Diante desse quadro, estando caracterizadas a antijuridicidade e a culpabilidade, a solução condenatória é medida de rigor, razão por que restam afastadas as teses defensivas, sendo de se assinalar que o concurso de infrações é o material (art. 69 do CP), diante da pluralidade de condutas e de bens jurídicos tutelados.
3. Dispositivo:
Diante do exposto, julgo procedente a pretensão punitiva para o fim de CONDENAR o acusado XXXX, como incurso nas sanções do artigo 330 do Código Penal e do artigo 34 da Lei de Contravenções Penais, em concurso material de infrações (artigo 69 do Código Penal).
Nessas condições e partindo dos mínimos legais, passo à dosimetria das penas, com observância ao sistema trifásico adotado pelo Código Penal (CP, art. 68).
Para o crime de desobediência, na primeira fase a culpabilidade merece maior grau de reprovabilidade, pois apesar de estar caracterizada apenas uma incursão no tipo legal, o seu contexto fático se desdobrou em dois atos de desobediência, quando um ato já seria suficiente à incursão no crime, de modo que elevo a pena em 15 dias de detenção, sem alteração da multa. Na segunda fase incide a atenuante da confissão, motivo pelo qual reduzo a pena também em 15 dias de detenção e também sem alteração da multa. Assim, e como não incidem causas de aumento ou de diminuição de pena (terceira fase), resulta a pena definitiva em 15 dias de detenção e 10 dias-multa.
Para a contravenção de direção perigosa, tendo a lei previsto sanções alternativas, opto pela aplicação da sanção privativa de liberdade, porquanto a culpabilidade do acusado seja mais intensa, seus anteriores apontamentos criminais indiquem que a situação não foi fato isolado em sua vida e porque a versão do acusado a respeito de tal infração se mostrou desprovida de credibilidade, de modo que a pena exclusivamente de multa seria de todo insuficiente a reprimir o modo de agir. Passo, então, a dosar a pena. Na primeira fase a culpabilidade merece maior grau de reprovabilidade, pois apesar de estar caracterizada apenas uma incursão no tipo legal, o seu contexto fático se desdobrou em pelo menos três atos de direção perigosa, quando um ato já seria suficiente à incursão na contravenção, razão pela qual elevo a pena em quinze dias de prisão simples. Na segunda fase não ocorrem atenuantes ou agravantes. No que tange à terceira fase também não se verificam causas de aumento ou de diminuição de pena. Logo, a pena definitiva se queda em 30 dias de prisão simples.

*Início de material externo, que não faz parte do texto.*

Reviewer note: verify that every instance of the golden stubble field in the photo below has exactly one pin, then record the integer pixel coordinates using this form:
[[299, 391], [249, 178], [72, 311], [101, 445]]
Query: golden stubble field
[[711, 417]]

Em função do concurso material de infrações penais (artigo 69 do CP), as penas devem ser aplicadas cumulativamente, de forma que a pena final resulta em 15 (quinze) dias de detenção, 30 (trinta) dias de prisão simples e 10 (dez) dias-multa.   
O regime inicial de cumprimento é o aberto (nos termos do art. 33, § 2º, alínea “c”, do Código Penal).

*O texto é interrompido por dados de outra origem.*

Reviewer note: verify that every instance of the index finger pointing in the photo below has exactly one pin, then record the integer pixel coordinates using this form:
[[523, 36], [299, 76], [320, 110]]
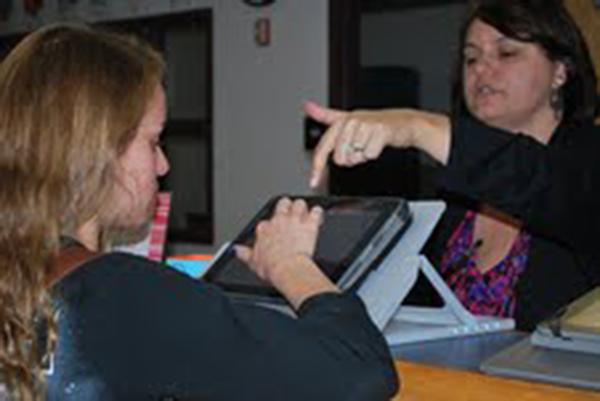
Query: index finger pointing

Tendo em vista que (a) o réu não é reincidente em crime doloso, (b) os ilícitos não foram praticados mediante violência ou grave ameaça à pessoa, (c) apresenta condições pessoais favoráveis em sua maioria e (d) a pena final fixadas foi inferior a um ano, com fundamento no art. 44, § 2º, do Código Penal, substituo a pena privativa de liberdade por uma pena restritiva de direitos, consistente em prestação pecuniária no valor equivalente a 3 (três) salários mínimos em benefício de entidade pública ou privada com destinação social (art. 43, I, e 45, § 1º, do CP), sendo que a seleção da entidade e as condições em que se dará a prestação serão definidas em sede de execução. Anoto que dentre as penas restritivas de direitos optei pela prestação pecuniária por reputar a mais adequada diante das aptidões e condições pessoais do acusado (bem como diante de suas condições econômicas, consoante se infere à fl. 67), assim como por bem atender às finalidades de retribuição e ressocialização pela pena.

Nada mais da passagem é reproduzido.